Письмо ко мне оказалось русским — на тетрадном листе. Затаив дыхание, я прочитал сперва подпись: «С уважением, Офелия, дочь Хаима Исраелова, город Грозный, Чечено-Ингушская республика».
Я вскинул на Ванду растерянный взгляд, но увидел уже не её и не Офелию, которую никогда не видел, а Хаима Исраелова. С тою чёткостью, с какою иногда видишь увиденное мельком и давно.
6. Будущее, заполненное прошлым
Хаиму, как и всем девяти еврейским старикам из города Грозный, перевалило за семьдесят. Как и все они, он был потомственным музыкантом, изъездившим вдоль и поперёк весь Кавказ.
Всюду, где от Чёрного моря до Каспия веселились или горевали евреи на свадьбах и похоронах, на поминках и рождениях, старики играли свою музыку — хотя вроде бы и старую, но никем ещё не слышанную.
Мелодия как мелодия — знакомая на Кавказе каждому: то петлистая, как тропинка в скалах, то грустная, как взгляд заблудившегося телёнка, а то неуёмная, как сон захмелевшего кавказца. Но какую бы они ни играли мелодию, где-то в середине или в конце она вдруг спотыкалась, воровато оглядывалась вокруг, переводила дыхание — и сперва крадучись, а потом торопливо принималась удирать в посторонние наигрыши. Пусть никому тут и не знакомые, но смущавшие душу неожиданным воскрешением в ней того, что эта душа, должно быть, испытала в давнишнем воплощении.
Аборигенов чужеродность этих наигрышей возмущала, но евреи, тоже слышавшие их впервые, переживали замешательство.
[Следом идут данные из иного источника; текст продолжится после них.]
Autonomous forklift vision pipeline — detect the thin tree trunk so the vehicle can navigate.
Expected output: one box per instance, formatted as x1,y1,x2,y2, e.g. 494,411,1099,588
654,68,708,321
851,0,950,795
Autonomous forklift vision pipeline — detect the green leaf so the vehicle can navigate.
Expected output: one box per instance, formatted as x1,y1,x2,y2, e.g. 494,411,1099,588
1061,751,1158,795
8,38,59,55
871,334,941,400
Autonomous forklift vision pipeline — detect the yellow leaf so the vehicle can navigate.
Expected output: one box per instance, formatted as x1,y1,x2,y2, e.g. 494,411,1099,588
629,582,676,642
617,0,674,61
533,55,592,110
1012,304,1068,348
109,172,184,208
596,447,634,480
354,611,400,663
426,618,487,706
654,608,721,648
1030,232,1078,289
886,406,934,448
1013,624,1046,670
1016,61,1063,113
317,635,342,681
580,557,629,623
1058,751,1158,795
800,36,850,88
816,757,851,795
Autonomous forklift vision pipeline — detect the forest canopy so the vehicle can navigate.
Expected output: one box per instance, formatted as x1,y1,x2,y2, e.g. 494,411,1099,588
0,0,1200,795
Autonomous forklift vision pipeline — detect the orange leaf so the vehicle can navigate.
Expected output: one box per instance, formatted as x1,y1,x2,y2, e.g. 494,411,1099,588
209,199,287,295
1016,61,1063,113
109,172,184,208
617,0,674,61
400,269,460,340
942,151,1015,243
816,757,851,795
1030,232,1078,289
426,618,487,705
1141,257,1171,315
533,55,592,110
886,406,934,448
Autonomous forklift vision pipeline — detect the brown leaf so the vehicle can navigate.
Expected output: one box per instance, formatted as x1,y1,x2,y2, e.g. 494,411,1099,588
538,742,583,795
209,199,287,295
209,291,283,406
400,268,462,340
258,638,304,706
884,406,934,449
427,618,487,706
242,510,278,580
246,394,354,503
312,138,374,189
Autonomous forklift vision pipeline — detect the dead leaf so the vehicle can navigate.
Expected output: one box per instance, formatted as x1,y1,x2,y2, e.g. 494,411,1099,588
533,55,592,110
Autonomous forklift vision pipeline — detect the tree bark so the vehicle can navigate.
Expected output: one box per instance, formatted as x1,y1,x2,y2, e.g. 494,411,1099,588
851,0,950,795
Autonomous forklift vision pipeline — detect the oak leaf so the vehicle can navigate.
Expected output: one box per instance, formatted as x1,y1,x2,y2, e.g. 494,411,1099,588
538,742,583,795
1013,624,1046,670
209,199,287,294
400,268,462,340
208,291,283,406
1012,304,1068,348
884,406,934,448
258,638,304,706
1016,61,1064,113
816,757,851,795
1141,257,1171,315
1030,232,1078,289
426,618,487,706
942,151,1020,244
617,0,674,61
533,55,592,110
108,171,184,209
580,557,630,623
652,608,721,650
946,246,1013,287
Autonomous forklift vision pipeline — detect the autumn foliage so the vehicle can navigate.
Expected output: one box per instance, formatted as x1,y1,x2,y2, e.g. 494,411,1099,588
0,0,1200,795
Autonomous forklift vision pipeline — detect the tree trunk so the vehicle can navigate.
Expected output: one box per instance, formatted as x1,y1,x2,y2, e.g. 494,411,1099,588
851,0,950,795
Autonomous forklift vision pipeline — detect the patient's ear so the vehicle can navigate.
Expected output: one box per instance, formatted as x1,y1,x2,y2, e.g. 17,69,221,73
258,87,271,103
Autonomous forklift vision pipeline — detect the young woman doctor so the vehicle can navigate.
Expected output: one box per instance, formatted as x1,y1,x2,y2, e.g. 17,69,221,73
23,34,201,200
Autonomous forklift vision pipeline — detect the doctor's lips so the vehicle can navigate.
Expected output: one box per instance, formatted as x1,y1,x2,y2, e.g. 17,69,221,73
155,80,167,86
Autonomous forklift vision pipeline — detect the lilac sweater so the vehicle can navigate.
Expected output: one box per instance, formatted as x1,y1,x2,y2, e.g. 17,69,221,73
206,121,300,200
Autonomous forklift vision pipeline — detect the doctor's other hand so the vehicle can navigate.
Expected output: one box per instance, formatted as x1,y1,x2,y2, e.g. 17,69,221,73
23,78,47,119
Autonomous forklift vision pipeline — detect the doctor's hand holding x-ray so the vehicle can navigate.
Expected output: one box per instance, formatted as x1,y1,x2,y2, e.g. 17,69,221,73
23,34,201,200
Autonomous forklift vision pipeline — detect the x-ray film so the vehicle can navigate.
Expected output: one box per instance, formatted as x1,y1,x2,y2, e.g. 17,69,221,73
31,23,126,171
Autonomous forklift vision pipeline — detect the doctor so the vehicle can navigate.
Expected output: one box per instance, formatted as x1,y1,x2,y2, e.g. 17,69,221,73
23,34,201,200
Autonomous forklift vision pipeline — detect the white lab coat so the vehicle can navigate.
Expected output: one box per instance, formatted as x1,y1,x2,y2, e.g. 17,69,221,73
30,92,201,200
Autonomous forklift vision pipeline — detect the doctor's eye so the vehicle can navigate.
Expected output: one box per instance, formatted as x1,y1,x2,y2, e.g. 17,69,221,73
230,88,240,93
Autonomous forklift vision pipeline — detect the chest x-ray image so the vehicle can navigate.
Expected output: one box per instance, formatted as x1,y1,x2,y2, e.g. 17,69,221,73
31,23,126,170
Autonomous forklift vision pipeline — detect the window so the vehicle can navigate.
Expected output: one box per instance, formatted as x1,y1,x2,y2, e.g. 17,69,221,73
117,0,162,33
Замешательство вызывало в них то ли чувство вины за то, что они уже не помнили этих звуков, то ли — необъяснимый страх перед невозвратимостью прошлого. Страх, который зовут ностальгией.
Прикосновения к прошлому приносили им, однако, не столько радость, сколько мучительное ощущение недостаточности сущего.
Сперва стало недоставать именно прошлого времени. Им хотелось чтобы на смену настоящему как можно скорее наступило будущее, заполненное неизведанным ими прошлым. Потом их стало стеснять уже и пространство. Не столько узкие ущелья между горами, сколько короткие расстояния между вершинами и небосводом. Не стало хватать даже прежних истин. Грамотеи бормотали, будто так было всегда. Если не со всеми — то с евреями.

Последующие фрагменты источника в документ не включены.